When my husband and I were first married (married now 2 1/2 years) he watched porn all the time and it really offended me. I told him he needed to stop because it was affecting our sex life. I always initiated and he never did. We always did the same position (me on top) and he said he liked it and it didn't bother him. Well that bothered me. I am a very sexual person. Always have. I love it and love doing everything. So we did have a conversation and I said okay I am open to us watching porn together (because I openly admitted to him that I did watch porn myself - alone - before we married and I liked it). We did watch porn together and we did start doing more positions and things have gotten much better. Even now things are great even though we do it 1x a week because of his work schedule and have a 2yr & 5 y/o. We actually do more oral than intercourse because just the way it happens. And I'm fine with that too because I love doing BJ's just love it. I don't know if he is still watching porn by himself I haven't asked because our sex life is just fine. Well I can't stop watching it! I watch it everyday and want him to do to me what I watch. I still want to have sex with him and would love to everyday but it doesn't happen. I am the one that initiates it ALL THE TIME he never does. I even send texts telling him things just to keep things spiced up but he NEVER does. Am I thinking unrealistically by watching it? Is it unhealthy of me to be watching it as much as i do and wanting/expecting him to do to me what i watch?


----------



## Crypsys (Apr 22, 2010)

vbroo said:


> Even now things are great even though we do it 1x a week because of his work schedule and have a 2yr & 5 y/o.

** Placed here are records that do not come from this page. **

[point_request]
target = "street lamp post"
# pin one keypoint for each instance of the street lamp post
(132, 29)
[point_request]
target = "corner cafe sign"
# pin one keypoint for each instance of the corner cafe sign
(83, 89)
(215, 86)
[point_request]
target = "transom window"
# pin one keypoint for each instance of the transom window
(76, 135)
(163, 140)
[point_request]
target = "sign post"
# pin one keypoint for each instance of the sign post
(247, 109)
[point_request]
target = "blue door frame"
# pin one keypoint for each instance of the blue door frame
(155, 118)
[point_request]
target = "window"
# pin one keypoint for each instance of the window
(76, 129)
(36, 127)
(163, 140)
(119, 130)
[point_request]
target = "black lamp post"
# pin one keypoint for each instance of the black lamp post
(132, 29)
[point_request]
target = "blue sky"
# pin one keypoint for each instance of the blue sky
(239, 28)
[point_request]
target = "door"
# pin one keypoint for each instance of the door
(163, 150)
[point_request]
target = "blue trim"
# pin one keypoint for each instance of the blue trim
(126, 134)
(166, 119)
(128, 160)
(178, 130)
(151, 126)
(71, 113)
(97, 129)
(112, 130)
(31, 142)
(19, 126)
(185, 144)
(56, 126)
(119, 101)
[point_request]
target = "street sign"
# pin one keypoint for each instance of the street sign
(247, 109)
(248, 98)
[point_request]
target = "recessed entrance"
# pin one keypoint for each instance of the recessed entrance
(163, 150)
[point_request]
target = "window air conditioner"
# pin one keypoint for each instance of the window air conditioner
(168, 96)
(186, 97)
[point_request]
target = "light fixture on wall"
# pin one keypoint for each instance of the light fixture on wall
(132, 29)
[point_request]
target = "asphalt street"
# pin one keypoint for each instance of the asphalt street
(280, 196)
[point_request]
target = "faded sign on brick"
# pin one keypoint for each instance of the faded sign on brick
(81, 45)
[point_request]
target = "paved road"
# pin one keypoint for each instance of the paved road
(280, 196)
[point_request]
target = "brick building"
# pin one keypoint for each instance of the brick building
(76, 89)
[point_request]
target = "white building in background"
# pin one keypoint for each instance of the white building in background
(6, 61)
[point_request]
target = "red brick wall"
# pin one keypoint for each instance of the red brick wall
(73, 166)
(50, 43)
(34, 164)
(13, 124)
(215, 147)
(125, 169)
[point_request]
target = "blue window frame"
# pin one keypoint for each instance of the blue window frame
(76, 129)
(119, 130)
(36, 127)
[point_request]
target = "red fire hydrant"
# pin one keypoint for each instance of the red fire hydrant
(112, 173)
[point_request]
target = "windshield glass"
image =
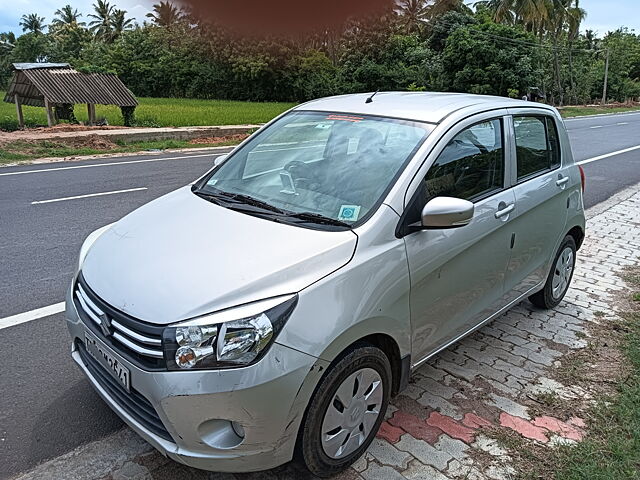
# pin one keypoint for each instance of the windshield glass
(318, 166)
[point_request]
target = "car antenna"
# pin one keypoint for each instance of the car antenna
(370, 99)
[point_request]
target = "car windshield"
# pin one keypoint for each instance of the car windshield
(316, 168)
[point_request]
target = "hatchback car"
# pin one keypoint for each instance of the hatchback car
(271, 308)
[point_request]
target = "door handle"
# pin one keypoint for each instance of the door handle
(505, 210)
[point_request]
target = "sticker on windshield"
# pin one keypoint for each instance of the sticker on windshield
(346, 118)
(349, 213)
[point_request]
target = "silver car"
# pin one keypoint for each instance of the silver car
(270, 309)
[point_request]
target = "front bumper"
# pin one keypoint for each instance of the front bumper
(268, 399)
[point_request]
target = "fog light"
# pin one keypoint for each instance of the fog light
(239, 429)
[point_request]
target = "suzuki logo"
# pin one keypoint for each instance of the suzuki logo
(105, 325)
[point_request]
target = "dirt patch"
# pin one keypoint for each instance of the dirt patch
(29, 146)
(218, 140)
(32, 133)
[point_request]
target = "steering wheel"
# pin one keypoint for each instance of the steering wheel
(300, 173)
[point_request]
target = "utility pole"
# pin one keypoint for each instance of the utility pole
(606, 78)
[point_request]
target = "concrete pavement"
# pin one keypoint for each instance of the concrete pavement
(448, 424)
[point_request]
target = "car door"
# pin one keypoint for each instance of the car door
(457, 275)
(540, 183)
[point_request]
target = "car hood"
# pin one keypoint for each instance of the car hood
(181, 256)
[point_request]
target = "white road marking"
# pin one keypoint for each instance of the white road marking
(59, 307)
(110, 164)
(32, 315)
(587, 117)
(607, 155)
(89, 195)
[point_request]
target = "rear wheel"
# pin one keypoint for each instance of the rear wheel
(346, 411)
(559, 277)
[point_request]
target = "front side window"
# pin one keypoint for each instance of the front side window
(471, 166)
(537, 146)
(333, 168)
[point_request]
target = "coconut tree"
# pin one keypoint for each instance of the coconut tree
(413, 14)
(101, 25)
(502, 9)
(165, 14)
(32, 23)
(120, 23)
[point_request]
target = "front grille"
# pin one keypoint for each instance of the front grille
(131, 402)
(137, 341)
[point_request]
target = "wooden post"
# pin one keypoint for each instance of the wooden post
(606, 79)
(19, 110)
(47, 107)
(91, 110)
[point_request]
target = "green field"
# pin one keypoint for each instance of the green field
(569, 112)
(161, 112)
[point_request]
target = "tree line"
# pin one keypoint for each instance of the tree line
(499, 47)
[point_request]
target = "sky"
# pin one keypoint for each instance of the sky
(12, 10)
(602, 15)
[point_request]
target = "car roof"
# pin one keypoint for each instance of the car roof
(432, 107)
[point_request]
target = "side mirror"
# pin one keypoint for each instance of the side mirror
(220, 160)
(447, 212)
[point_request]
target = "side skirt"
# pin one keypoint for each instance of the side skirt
(481, 324)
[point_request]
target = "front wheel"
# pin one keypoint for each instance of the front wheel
(559, 277)
(346, 411)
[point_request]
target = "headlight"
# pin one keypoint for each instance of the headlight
(89, 241)
(231, 338)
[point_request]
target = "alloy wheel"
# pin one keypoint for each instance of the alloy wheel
(352, 413)
(562, 272)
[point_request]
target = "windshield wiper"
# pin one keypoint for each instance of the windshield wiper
(318, 218)
(238, 198)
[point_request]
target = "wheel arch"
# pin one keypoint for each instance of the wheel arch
(577, 232)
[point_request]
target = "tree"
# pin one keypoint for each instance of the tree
(120, 23)
(490, 59)
(101, 25)
(165, 14)
(413, 14)
(32, 23)
(31, 47)
(67, 16)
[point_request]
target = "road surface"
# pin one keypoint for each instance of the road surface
(47, 408)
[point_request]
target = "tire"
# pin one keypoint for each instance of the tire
(364, 370)
(559, 277)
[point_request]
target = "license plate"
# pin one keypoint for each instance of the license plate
(98, 350)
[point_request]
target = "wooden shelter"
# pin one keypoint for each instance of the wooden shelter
(54, 84)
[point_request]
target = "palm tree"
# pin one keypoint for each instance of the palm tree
(413, 13)
(502, 9)
(7, 42)
(165, 14)
(67, 16)
(120, 23)
(32, 23)
(101, 24)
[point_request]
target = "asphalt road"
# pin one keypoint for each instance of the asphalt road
(46, 407)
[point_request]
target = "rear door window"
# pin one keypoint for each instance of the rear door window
(471, 166)
(537, 145)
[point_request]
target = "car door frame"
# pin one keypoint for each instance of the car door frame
(429, 159)
(563, 169)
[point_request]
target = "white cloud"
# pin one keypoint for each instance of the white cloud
(11, 11)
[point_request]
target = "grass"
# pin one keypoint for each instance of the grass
(22, 151)
(161, 112)
(612, 448)
(569, 112)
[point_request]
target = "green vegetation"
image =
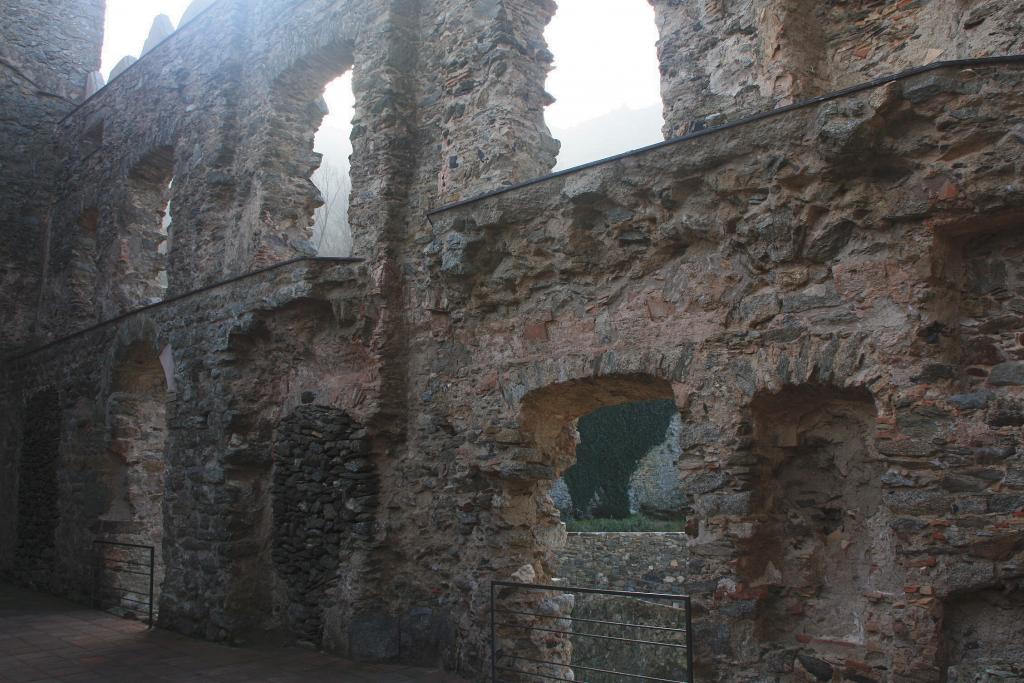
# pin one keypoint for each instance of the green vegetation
(611, 442)
(634, 523)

vbroo, you can work around kids and schedules and still be intimate more often (if it's what you both want). Try setting mom and dad alone time every other night. Doesn't mean something HAS to happen, but it's a time it's you two and only you two. We have 3 kids (9, 6, 18 moths) with a 4th on the way. We both work and I also teach karate and my wife and I take zumba classes as well. We are a very busy household! But, keeping the marriage strong should always be a priority, not secondary. Too many times it's easy to focus on everything else in life and forget about our spouses (taking them for granted). It's a slow decline that can then cause you to drift apart from your spouse. 



vbroo said:


> Am I thinking unrealistically by watching it? Is it unhealthy of me to be watching it as much as i do and wanting/expecting him to do to me what i watch?


If you both like it and enjoy it and no one has a problem with it, then in my opinion your just fine.


----------